You buy a mobile, and it breaks. Or the tablet is screwed up. Or the washing machine. Or a TV. If they are out of warranty and the breakdown is serious, they will tell you that “for what it will cost you, a new one is cheaper for you.” Also if it is only one piece that has been broken, you can try to change it yourself, but the mechanism is complicated, not very accessible. That’s over, because Europe voted in favor of something called the ‘Right to Reparability’ at the end of last year.
Spain, second EU country to implement it
This same measure will reach Spain, since the Ministry of Consumer Affairs is developing a Reparability Index that will classify electrical or electronic products. The initiative consists of the creation of a seal that will accompany the product in its packaging and that will help consumers to make better decisions at the time of purchase.

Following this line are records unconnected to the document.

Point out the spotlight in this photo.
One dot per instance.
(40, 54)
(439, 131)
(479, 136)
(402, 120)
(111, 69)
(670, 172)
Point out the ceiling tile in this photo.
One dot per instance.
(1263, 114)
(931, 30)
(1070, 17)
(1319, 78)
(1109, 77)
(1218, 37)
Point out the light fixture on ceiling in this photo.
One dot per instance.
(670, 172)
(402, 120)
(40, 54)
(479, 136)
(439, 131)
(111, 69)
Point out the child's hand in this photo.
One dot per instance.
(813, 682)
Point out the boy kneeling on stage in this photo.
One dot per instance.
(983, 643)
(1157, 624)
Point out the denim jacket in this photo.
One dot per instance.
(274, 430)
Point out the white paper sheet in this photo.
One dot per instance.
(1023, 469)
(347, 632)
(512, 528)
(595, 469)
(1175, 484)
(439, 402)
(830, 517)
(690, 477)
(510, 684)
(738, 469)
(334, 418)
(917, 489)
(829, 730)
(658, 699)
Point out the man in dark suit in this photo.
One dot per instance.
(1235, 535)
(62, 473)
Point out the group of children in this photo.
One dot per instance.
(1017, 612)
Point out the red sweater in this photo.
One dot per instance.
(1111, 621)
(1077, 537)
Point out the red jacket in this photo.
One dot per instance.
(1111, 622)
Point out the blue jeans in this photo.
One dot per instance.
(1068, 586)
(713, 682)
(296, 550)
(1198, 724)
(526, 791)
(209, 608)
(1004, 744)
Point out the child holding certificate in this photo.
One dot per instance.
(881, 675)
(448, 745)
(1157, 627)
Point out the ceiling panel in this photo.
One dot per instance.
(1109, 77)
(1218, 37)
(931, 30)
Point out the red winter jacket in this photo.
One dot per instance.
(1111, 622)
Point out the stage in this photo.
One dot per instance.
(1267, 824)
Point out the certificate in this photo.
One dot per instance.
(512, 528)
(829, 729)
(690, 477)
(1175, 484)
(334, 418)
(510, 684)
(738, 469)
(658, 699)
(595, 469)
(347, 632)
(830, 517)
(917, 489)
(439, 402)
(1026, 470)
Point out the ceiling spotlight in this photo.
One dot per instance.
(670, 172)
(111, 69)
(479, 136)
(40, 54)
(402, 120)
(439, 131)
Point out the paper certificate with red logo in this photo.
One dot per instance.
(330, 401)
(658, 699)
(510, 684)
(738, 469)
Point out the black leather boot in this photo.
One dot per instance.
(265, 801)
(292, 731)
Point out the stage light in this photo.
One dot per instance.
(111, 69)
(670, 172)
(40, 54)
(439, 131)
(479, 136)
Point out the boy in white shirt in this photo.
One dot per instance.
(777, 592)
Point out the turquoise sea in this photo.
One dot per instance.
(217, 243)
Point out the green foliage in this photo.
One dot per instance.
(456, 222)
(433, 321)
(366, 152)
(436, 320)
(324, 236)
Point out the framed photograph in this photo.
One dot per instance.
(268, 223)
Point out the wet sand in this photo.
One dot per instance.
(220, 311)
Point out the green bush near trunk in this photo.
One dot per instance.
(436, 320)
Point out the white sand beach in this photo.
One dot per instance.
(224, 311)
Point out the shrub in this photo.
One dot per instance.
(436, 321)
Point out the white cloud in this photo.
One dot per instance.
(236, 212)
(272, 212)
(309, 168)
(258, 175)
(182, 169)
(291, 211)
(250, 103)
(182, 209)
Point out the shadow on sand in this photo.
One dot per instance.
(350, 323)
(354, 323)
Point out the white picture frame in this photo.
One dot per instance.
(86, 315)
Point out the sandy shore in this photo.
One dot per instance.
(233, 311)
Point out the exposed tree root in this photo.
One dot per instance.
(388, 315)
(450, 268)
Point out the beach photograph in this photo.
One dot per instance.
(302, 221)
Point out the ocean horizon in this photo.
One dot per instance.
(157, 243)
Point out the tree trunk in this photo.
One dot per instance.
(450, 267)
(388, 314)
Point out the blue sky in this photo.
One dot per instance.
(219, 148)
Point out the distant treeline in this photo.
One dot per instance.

The objective of Consumption is to encourage, both in consumers and in manufacturers, repairability in the face of obsolescence, as a way to reduce the ecological footprint. This was announced this morning by the Minister of Consumer Affairs, Alberto Garzón, during a conference organized by Nueva Economía Forum on the occasion of World Consumer Rights Day, explaining that it is “a consumer’s right to make the right decisions.”
What is the Reparability Index that comes to Spain
The Repairability Index consists of “a classification of electrical and electronic equipment on a scale of zero to ten points that are awarded based on five objective criteria.” To calculate the index, the following elements are taken into account for the final calculation:
Documentation provided by the manufacturer for the repair
The ease of disassembling the product.
The availability of spare parts
The relationship between the price of spare parts and the original product
Other specific criteria depending on the EEE category (assistance and ease in software restart).
Each scale will have a maximum of twenty points. The Repairability Index is calculated by adding all the points and dividing the result by ten. It will be the manufacturers or importers themselves who calculate the index of the electrical or electronic devices that they commercialize, in accordance with the established parameters. The Consumer and Market Surveillance authorities will be the ones who supervise that the labeling is correct.
France implemented this system in 2020, following the recommendations of the European Parliament. Spain will be the second country to implement the measure.